Around this time, in addition to his scientific debates, Alfven became embroiled in political controversies. He was a writer of popular science books, sometimes with the collaboration of his wife, Kerstin Maria Erikson Alfven, and in 1966 he published, under the pseudonym Olaf Johannesson, The Great Computer, a pointed political-scientific satire in which the planet is taken over by computers. In Alfven’s hands, this popular science fiction theme became a vehicle for ridiculing the growing infatuation of government and business with computers, as well as for attacking a large part of the Swedish scientific establishment.By the following year, Alfven’s quarrel with the Swedish government, particularly his condemnation of Sweden’s nuclear research program for allocating insufficient funds for projects on peaceful uses of thermonuclear energy, became bitter enough for him to decide to leave Sweden.

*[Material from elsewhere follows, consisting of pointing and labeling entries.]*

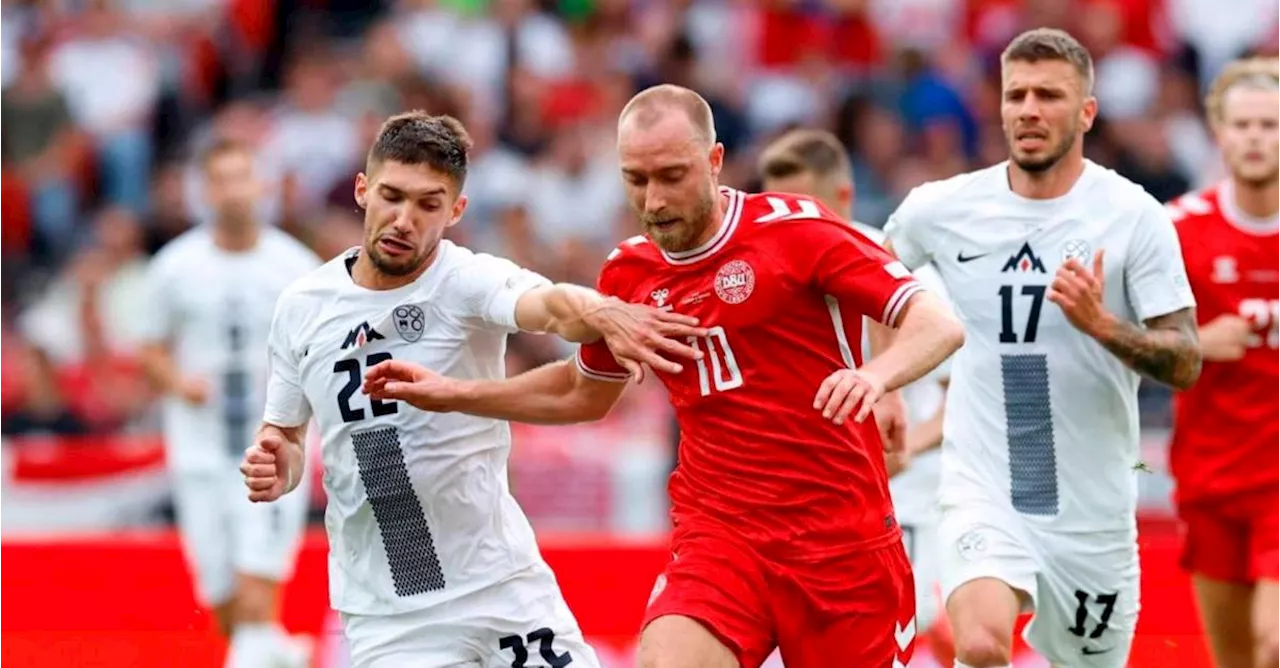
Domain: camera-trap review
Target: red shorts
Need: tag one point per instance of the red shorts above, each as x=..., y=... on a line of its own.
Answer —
x=1233, y=539
x=854, y=609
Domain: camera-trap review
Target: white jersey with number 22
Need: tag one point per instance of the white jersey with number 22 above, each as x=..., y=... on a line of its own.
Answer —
x=419, y=511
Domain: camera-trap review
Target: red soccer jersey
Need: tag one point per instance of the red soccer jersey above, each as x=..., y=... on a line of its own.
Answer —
x=1226, y=428
x=782, y=287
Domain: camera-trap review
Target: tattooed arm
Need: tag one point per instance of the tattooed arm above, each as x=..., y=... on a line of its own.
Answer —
x=1166, y=351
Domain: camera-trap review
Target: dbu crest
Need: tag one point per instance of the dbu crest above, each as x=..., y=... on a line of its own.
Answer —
x=735, y=282
x=408, y=321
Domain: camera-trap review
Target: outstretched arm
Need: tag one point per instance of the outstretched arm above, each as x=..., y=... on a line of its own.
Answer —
x=552, y=394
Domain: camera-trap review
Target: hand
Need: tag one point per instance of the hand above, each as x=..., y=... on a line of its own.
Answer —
x=1225, y=338
x=849, y=390
x=636, y=334
x=1079, y=293
x=891, y=419
x=412, y=384
x=193, y=390
x=266, y=470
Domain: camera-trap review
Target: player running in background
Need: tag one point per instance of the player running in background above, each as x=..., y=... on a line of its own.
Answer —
x=1225, y=453
x=784, y=529
x=214, y=289
x=813, y=163
x=1070, y=283
x=432, y=561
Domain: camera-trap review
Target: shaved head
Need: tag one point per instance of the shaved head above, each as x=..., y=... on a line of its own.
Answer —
x=671, y=165
x=656, y=104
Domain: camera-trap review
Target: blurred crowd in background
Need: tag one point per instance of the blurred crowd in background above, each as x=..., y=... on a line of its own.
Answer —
x=104, y=104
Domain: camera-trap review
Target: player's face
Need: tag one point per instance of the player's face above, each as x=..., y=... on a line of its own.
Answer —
x=407, y=209
x=831, y=193
x=232, y=187
x=1249, y=133
x=671, y=179
x=1045, y=111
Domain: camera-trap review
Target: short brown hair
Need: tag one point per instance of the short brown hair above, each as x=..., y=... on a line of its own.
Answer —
x=223, y=146
x=1248, y=72
x=419, y=138
x=1051, y=44
x=805, y=151
x=653, y=100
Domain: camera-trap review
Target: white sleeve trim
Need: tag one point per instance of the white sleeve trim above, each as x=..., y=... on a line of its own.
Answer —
x=897, y=302
x=608, y=376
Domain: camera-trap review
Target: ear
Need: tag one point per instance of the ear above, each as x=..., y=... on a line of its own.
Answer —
x=361, y=191
x=460, y=207
x=1088, y=113
x=717, y=158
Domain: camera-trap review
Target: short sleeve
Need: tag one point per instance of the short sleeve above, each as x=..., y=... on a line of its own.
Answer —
x=1155, y=273
x=904, y=230
x=286, y=402
x=492, y=286
x=840, y=261
x=161, y=309
x=595, y=360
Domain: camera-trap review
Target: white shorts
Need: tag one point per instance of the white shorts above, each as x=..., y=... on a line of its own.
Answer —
x=920, y=540
x=521, y=622
x=1083, y=588
x=224, y=534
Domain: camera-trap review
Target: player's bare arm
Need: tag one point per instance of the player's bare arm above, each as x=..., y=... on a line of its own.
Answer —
x=1166, y=348
x=274, y=463
x=927, y=334
x=552, y=394
x=638, y=334
x=163, y=373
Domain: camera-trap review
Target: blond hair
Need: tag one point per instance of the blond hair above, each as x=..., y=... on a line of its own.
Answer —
x=1248, y=72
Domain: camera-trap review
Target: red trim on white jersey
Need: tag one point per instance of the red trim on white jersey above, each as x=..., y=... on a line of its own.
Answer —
x=736, y=198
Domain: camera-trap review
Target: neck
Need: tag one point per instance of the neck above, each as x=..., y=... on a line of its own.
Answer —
x=234, y=238
x=1257, y=200
x=365, y=274
x=1051, y=183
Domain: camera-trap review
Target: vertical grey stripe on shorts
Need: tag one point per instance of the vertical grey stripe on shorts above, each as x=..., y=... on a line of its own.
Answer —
x=408, y=543
x=1029, y=428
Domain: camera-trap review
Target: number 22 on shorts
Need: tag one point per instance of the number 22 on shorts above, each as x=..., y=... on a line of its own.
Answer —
x=723, y=374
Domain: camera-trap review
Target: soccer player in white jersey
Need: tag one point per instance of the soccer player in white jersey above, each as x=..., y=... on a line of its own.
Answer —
x=814, y=163
x=432, y=561
x=214, y=291
x=1070, y=283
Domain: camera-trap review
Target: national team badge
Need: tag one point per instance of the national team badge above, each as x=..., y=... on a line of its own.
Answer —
x=1079, y=250
x=408, y=321
x=735, y=282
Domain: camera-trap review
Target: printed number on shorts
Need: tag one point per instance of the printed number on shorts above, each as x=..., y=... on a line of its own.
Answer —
x=1107, y=602
x=543, y=637
x=725, y=373
x=353, y=379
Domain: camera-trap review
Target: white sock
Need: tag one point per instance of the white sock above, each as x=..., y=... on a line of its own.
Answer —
x=256, y=645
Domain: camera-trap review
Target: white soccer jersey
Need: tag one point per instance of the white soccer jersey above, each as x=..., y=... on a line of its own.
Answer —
x=915, y=490
x=214, y=309
x=419, y=509
x=1038, y=415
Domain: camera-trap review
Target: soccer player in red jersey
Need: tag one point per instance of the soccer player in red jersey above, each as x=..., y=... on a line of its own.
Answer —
x=1226, y=433
x=784, y=529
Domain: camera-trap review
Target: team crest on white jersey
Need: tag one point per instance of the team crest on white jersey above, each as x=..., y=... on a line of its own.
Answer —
x=1077, y=248
x=408, y=321
x=1224, y=270
x=735, y=282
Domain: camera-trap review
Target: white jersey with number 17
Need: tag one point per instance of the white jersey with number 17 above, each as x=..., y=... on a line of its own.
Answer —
x=419, y=511
x=1040, y=416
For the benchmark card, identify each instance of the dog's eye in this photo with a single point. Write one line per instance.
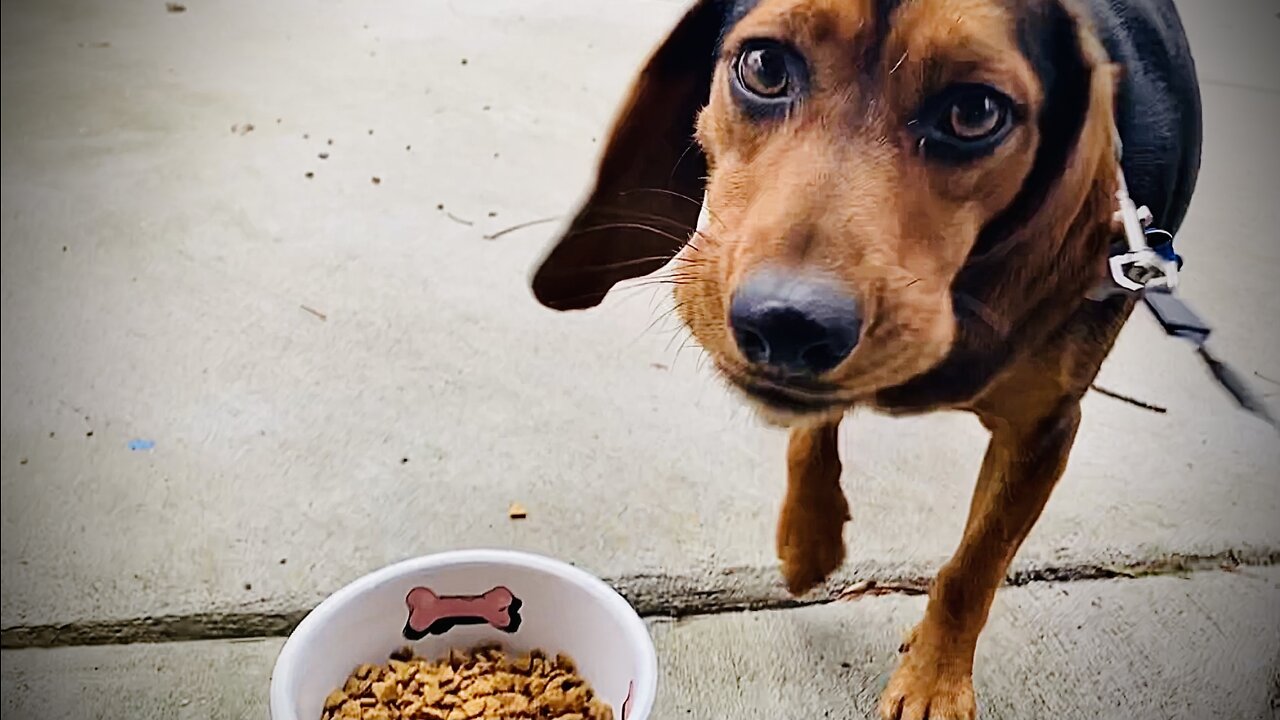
(976, 115)
(964, 122)
(767, 78)
(763, 71)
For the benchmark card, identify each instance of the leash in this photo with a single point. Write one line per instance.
(1148, 265)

He was immediately offered two positions—one in the United States and the other in the Soviet Union. After two months in the Soviet Union, he became a professor at the University of California, San Diego. Eventually, he reconciled his differences with the Swedish scientific bureaucracy and divided his time between the Royal Institute and the University of California.
In 1970, he shared the Nobel Prize with Louis-Eugene-Felix Neel. He was president of the Pugwash Conference on Science and World Affairs and became a leading advocate of arms control.
In spite of such recognition, for much of his career his ideas were dismissed or treated with condescension, forcing him to publish in obscure journals.
Alfven’s contentious career was balanced by his private life—his happy marriage and large, accomplished family; his zest for travel; and his physical vitality. He died on April 2, 1995, in Stockholm, at the age of 86.
Alfven was a controversial figure, regarded by a few as “the Galileo of the late 20th century” and by many as a heretic for his rejection of the big bang theory. Yet his contributions to physics are many and undeniable and are today being applied in the development of particle beam accelerators, controlled thermonuclear fusion, rocket propulsion, and the braking of reentering space vehicles. Applications of his research in space science include explanations of the Van Allen radiation belt, the reduction of the Earth’s magnetic field during magnetic storms, the magnetosphere (a protective plasma envelope surrounding the Earth), the formation of comet tails, the formation of the solar system, the dynamics of plasmas in our galaxy, and the fundamental nature of the universe itself. His numerous contributions to this field are reflected in the concepts that bear his name, including the Alfven wave, Alfven speed, and Alfven limit.